Возле него стояла белая керамическая чаша с золотым ободком — купель, взятая в одной из множества часовен на борту флагмана. Сосуд метровой ширины был заполнен прахом и обугленными останками. Заметив озадаченный взгляд Хранителя Веры, его господин объяснил:
— Все, что осталось от возвышенной Монархии. — Лоргар говорил тихо, с измученным выражением лица. Погрузив кисть в пепельное месиво, он просеял обломки между пальцев. — Здания. Люди. Усилия длиной в жизнь. Моя вздорная гордость.
— Самая праведная гордость, — возразил Кор Фаэрон.
Позади него с тихим шелестом закрылась дверь. Первый капитан заметил в соседней комнате жаровню с почти прогоревшими углями, которые отбрасывали жаркие отсветы на голую стену, где раньше висел гобелен с изображением Императора. Сорванная шпалера валялась на полу.
В меднике раскалялись несколько железных прутов с навершиями в форме различных колхидских рун — символов, созданных лично Лоргаром при установлении принесенной им веры. Знаки Единого, Истины и Слова.
На теле примарха Кор Фаэрон увидел следы, подобные клеймам на шкурах крепкоспинов. Боль от таких ожогов сокрушила бы смертного.
— Как?..
— Сервиторы Механикум — весьма полезные бездумные помощники. Эти неразумные существа с готовностью будут выполнять любой приказ днями напролет, без сомнений и сожалений. Удобное орудие в нынешние мрачные времена.
В тот деликатный момент первый капитан рассудил, что Лоргара нужно возвращать на верную дорогу не поучениями, а наставлениями, и обратился к нему, выказывая отеческую заботу:
— Ты звал меня, сын мой. Хотел поговорить со мной?
— Да, и с Эребом, но до его прихода мы недолго побеседуем наедине. Вопрос, который нам следует обсудить, не для его ушей — пока что, точнее говоря.
— Ты бичуешь себя из-за Монархии, — произнес Кор Фаэрон, — но преступление совершил не ты.
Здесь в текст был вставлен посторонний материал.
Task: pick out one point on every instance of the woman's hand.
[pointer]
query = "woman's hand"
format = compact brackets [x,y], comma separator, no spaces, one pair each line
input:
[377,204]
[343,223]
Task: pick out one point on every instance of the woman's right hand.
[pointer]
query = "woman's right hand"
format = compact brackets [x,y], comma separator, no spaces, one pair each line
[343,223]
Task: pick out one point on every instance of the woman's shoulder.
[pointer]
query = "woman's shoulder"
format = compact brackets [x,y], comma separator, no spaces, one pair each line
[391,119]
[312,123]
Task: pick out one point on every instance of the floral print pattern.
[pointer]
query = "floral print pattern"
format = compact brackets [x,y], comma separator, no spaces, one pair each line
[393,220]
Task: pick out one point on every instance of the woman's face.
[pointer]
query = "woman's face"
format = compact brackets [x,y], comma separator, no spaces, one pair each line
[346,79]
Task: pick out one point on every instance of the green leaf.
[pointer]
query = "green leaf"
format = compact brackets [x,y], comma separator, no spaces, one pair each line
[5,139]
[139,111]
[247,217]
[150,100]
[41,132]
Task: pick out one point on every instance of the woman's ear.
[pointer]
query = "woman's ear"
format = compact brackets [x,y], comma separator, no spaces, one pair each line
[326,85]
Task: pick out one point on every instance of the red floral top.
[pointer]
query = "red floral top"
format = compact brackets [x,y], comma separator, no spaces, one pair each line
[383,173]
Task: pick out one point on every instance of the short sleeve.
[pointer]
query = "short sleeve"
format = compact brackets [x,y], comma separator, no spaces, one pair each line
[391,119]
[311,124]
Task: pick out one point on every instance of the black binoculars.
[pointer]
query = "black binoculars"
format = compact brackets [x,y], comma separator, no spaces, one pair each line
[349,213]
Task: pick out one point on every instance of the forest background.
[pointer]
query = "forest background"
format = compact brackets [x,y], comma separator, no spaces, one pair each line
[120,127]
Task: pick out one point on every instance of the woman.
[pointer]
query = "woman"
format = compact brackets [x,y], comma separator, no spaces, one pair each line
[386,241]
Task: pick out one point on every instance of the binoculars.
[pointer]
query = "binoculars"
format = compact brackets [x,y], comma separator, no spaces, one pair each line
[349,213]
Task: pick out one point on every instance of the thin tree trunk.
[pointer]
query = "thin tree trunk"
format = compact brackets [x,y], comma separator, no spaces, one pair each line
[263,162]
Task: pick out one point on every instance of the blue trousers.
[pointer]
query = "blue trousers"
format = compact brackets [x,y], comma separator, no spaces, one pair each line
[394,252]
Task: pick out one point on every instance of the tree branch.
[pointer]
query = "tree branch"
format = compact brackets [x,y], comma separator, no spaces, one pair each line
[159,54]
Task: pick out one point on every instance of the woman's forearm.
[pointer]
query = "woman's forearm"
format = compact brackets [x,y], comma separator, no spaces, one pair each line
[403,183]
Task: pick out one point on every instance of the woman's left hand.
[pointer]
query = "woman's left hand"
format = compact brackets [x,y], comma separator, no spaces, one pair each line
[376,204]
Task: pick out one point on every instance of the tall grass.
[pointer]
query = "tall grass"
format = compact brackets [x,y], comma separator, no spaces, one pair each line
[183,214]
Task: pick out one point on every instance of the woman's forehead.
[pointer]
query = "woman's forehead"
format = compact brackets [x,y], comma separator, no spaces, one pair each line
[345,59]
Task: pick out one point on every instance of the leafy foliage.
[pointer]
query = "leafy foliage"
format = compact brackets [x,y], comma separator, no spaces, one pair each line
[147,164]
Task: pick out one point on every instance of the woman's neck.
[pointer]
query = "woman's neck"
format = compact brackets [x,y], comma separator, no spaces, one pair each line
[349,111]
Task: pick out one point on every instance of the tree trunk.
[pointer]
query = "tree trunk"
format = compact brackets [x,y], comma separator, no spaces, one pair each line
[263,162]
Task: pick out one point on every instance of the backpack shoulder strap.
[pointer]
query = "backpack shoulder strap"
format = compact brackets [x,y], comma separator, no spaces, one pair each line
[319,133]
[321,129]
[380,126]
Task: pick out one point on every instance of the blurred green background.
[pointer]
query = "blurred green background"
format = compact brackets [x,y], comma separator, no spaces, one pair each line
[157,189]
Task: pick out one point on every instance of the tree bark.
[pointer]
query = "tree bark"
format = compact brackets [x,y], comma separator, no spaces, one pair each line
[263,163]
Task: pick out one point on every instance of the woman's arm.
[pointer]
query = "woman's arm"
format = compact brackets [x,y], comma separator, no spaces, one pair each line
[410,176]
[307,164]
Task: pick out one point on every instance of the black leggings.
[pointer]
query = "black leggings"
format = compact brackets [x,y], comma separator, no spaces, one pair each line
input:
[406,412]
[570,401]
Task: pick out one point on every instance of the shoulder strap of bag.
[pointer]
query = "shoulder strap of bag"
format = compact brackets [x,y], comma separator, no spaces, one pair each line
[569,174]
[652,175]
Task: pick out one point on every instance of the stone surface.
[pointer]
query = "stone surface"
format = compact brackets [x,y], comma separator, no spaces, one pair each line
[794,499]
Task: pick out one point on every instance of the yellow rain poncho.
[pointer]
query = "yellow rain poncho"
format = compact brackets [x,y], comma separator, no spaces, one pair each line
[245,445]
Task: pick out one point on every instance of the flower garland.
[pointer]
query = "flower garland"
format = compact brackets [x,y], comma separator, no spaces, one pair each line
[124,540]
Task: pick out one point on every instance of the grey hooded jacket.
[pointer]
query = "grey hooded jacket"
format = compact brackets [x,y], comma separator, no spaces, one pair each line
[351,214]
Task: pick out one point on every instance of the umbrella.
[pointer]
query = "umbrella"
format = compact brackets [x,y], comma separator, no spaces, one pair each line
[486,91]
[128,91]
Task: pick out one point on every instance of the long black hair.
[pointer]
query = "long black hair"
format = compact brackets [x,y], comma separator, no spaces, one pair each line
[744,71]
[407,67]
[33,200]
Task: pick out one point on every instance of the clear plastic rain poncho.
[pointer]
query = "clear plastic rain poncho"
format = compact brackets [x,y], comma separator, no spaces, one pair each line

— Я, и этого не изменить. Нам не опровергнуть ни одного из выдвинутых обвинений. То, что мы создавали с чистыми помыслами, оказалось извращением Истины. Все эти миры интересуют Императора лишь как записи в книге учета на Терре. Мы думали, что творим самоцветы для Его короны, а на деле тратили время, полируя бесполезные куски камня.
— Не бесполезные, ибо мы поступаем так ради веры, нуждается в ней Император или нет.
— Не нуждается, и мы должны согласиться с Ним. — Произнеся это, примарх скривил губы. — «Согласие»… Слово звучит так невинно, но теперь нам известно, что именно оно означает.
— Уризен, мы не вправе отказаться от своей сути. — Кор Фаэрон старался сообразить, как вывести Лоргара из болезненного состояния. Убеждения примарха, сама основа его личности — душа, хотя Император отрицал ее существование, — подверглись чудовищному удару. Один отец разрушил все труды Золотого, другому предстояло поднять сына из разбомбленных руин. — Есть другой способ.
— Ты видел, что произошло на Монархии. Отец вынес неоспоримый приговор: мы должны уничтожить все атрибуты религии — стать искоренителями, какими Он и создал нас.
— Это может расколоть легион, — предупредил первый капитан. — Сейчас его скрепляет вера. Именно она привязывает многих воинов к тебе, к Империуму. Они следуют за пророком божества, а не полководцем Императора.
— Мою власть уже ставили под вопрос.
— Да.
— И тогда у нас было Братство родственных душ, способных защитить Истину.
— Да. — Кор Фаэрон знал, о какой организации говорит Лоргар, если ей вообще подходило такое определение. Скорее, это было движение ревностных праведников, готовых оборонять веру любой ценой.